The setting convinced many that the Democratic nomination would be harder to win than the Presidency, since any Democratic nominee was expected to have great odds against Nixon. The Democratic nomination went to McGovern, who beat out party insiders Hubert Humphrey and Ed Muskie in the course of a grueling struggle through the primaries by campaigning as a principled outsider, a refreshing and authentic voice for substantive change in a party that many felt offered a poor alternative to the Republican option.
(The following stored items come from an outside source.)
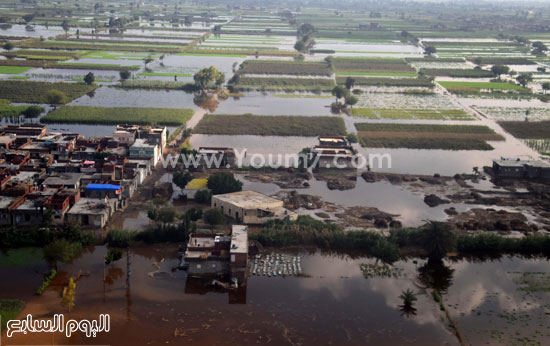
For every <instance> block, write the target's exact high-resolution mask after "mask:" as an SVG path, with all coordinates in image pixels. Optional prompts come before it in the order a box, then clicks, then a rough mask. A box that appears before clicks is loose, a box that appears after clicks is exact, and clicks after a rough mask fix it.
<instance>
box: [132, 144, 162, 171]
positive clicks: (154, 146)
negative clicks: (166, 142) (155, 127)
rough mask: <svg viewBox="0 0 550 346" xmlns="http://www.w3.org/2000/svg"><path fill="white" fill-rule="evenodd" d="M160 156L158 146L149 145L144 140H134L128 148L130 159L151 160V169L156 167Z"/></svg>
mask: <svg viewBox="0 0 550 346" xmlns="http://www.w3.org/2000/svg"><path fill="white" fill-rule="evenodd" d="M160 156H161V153H160V151H159V146H158V145H156V144H149V143H147V141H146V140H145V139H141V138H139V139H136V141H135V142H134V144H132V146H131V147H130V158H132V159H135V158H148V159H153V167H156V166H157V163H158V162H159V160H160Z"/></svg>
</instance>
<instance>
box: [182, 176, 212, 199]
mask: <svg viewBox="0 0 550 346" xmlns="http://www.w3.org/2000/svg"><path fill="white" fill-rule="evenodd" d="M207 185H208V179H200V178H195V179H193V180H191V181H190V182H189V183H187V185H185V188H184V189H183V194H184V195H185V197H187V199H195V195H196V194H197V192H199V191H201V190H208V187H207Z"/></svg>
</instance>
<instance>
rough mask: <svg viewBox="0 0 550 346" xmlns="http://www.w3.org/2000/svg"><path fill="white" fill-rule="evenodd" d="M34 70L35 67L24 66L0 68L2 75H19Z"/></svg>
mask: <svg viewBox="0 0 550 346" xmlns="http://www.w3.org/2000/svg"><path fill="white" fill-rule="evenodd" d="M32 69H33V67H24V66H0V74H19V73H23V72H27V71H28V70H32Z"/></svg>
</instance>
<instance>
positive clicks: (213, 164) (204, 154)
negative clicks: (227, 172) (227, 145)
mask: <svg viewBox="0 0 550 346" xmlns="http://www.w3.org/2000/svg"><path fill="white" fill-rule="evenodd" d="M197 159H198V160H197V161H198V167H196V168H197V169H204V168H232V167H233V166H234V165H235V151H234V150H233V149H232V148H226V147H199V150H198V151H197Z"/></svg>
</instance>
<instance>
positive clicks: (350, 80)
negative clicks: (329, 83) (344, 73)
mask: <svg viewBox="0 0 550 346" xmlns="http://www.w3.org/2000/svg"><path fill="white" fill-rule="evenodd" d="M345 85H346V89H348V90H351V88H353V87H354V86H355V79H353V78H352V77H348V78H346V84H345Z"/></svg>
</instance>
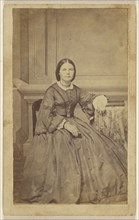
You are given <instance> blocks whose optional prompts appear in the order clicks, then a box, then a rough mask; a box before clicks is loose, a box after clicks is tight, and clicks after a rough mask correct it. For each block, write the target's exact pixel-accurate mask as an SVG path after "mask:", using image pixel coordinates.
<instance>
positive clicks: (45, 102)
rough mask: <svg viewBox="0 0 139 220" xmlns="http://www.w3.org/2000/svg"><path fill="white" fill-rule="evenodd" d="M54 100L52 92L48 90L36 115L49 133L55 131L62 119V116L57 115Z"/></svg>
mask: <svg viewBox="0 0 139 220" xmlns="http://www.w3.org/2000/svg"><path fill="white" fill-rule="evenodd" d="M54 100H55V98H54V91H53V89H52V88H49V89H48V90H47V91H46V93H45V95H44V98H43V101H42V104H41V107H40V111H39V115H38V119H39V120H41V121H42V123H43V124H44V126H45V127H46V129H47V130H48V132H50V133H51V132H53V131H55V130H56V129H57V127H58V126H59V124H60V123H61V122H62V121H63V119H64V117H63V116H61V115H58V114H57V112H56V108H55V102H54Z"/></svg>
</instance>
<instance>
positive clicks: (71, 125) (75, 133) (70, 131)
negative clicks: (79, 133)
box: [64, 122, 79, 137]
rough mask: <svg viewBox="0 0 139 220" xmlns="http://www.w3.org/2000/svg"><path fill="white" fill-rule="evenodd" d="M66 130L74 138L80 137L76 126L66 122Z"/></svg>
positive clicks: (65, 123)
But after a promising start, the McGovern campaign crashed in a messy convention, and a string of disasters that kept the campaign on the defensive right up until the vote. The worst of these was McGovern’s decision to back Thomas Eagleton, his (first) Vice-Presidential running mate, “1000%” after the news broke that Eagleton had been hospitalized several times with fairly serious psychiatric difficulties (for which he had undergone shock therapy)—only to reverse course later and dump Eagleton in favour of a new running mate. The stunning reversal following an agonizing period of indecision badly tarnished McGovern’s image as an unusually candid politician. It was a terrible shame. As Thompson points out a number of times, McGovern was a decent candidate whose faults and considerable missteps were hardly worth mentioning in comparison with the sins of his opponent in the White House.
After years of complaining about horse-race coverage of political campaigns, I was a bit chagrined to find Thompson’s account of the ’72 campaign so gripping. The superficiality of the approach makes it a poor substitute for a serious discussion of how a society ought to organize itself. But there really is a place for accounts of the machinery of political life and for accounts of life on the campaign trail, especially when they’re this strange and original.